Manufacturers and suppliers of heparin
An international medication safety issue can be investigated in a short time only by the combined efforts of regulatory authority, manufacturers and healthcare professionals. Pharmacovigilance is in its 'infancy' in India but it is not 'new'. A decade ago, India joined the World Health Organization (WHO) international drug-monitoring program. National Pharmacovigilance Programme (NPP) was officially launched in November 2004. Traditionally very little is done to address drug safety issues in India by pharmaceutical companies. Implementation of amended Schedule 'Y' of the Drugs and Cosmetics Act, has not improved the situation yet. The NPP has achieved very little, if anything, until now. A lot needs to be done to put in place a pharmacovigilance system robust enough to verify such important medication safety signals as observed in case of heparin. Also, we are way behind the western countries in identifying safety signals to new drugs and quantifying the risks.

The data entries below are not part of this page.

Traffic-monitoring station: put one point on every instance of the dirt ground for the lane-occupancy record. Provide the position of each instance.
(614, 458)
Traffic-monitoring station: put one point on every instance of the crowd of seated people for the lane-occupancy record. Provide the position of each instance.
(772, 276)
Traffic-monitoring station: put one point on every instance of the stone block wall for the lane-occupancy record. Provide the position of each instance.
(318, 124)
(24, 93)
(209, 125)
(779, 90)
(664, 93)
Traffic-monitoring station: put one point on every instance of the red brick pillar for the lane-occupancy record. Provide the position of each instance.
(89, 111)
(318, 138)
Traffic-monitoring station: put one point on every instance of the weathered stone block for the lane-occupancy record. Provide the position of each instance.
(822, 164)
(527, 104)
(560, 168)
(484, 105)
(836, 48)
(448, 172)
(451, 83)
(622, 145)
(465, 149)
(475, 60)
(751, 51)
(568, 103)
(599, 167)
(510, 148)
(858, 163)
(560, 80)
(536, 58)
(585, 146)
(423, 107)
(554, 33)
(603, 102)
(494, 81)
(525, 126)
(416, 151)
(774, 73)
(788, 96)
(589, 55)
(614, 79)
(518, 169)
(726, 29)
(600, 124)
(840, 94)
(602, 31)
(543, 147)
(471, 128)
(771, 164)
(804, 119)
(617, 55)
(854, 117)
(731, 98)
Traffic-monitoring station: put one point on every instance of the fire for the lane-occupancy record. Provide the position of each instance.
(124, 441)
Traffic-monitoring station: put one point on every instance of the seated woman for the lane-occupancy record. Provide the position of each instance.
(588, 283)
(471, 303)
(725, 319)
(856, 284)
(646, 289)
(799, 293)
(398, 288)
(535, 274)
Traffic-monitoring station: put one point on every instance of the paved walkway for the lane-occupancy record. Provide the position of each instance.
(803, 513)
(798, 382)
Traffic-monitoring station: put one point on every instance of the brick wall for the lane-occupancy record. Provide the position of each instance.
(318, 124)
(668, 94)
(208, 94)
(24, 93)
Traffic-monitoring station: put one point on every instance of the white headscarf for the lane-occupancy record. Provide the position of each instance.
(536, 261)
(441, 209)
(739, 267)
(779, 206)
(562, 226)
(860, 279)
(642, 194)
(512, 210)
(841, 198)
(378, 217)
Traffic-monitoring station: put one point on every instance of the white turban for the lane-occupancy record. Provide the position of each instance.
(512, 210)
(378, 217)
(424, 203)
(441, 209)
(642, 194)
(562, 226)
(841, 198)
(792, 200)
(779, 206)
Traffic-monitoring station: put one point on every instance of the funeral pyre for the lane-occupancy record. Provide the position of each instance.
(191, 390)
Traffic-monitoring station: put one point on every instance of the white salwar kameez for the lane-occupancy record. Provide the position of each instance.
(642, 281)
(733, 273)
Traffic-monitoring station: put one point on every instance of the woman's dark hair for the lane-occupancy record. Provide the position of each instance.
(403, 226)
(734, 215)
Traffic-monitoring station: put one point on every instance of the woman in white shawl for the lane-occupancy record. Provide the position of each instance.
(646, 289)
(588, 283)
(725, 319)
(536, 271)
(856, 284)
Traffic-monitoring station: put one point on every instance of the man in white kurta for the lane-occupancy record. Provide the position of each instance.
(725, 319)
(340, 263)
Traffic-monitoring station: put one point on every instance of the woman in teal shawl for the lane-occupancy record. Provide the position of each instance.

The Ministry of health, Govt. of India should take immediate measures to strengthen the NPP in an effort to provide a safer healthcare system for the country. Private public partnerships, industry institution interaction, involvement of professional bodies like the Indian Medical Association, integrating pharmacovigilance in public healthcare system are important. Providing enough funding and necessary infrastructure to the regulatory authority and training them in the aspect related to pharmacovigilance should be addressed on priority. We should look beyond a pharmacovigilance program limited to regulatory purpose and registration of pharmaceuticals and strive to establish a healthcare-focused pharmacovigilance system.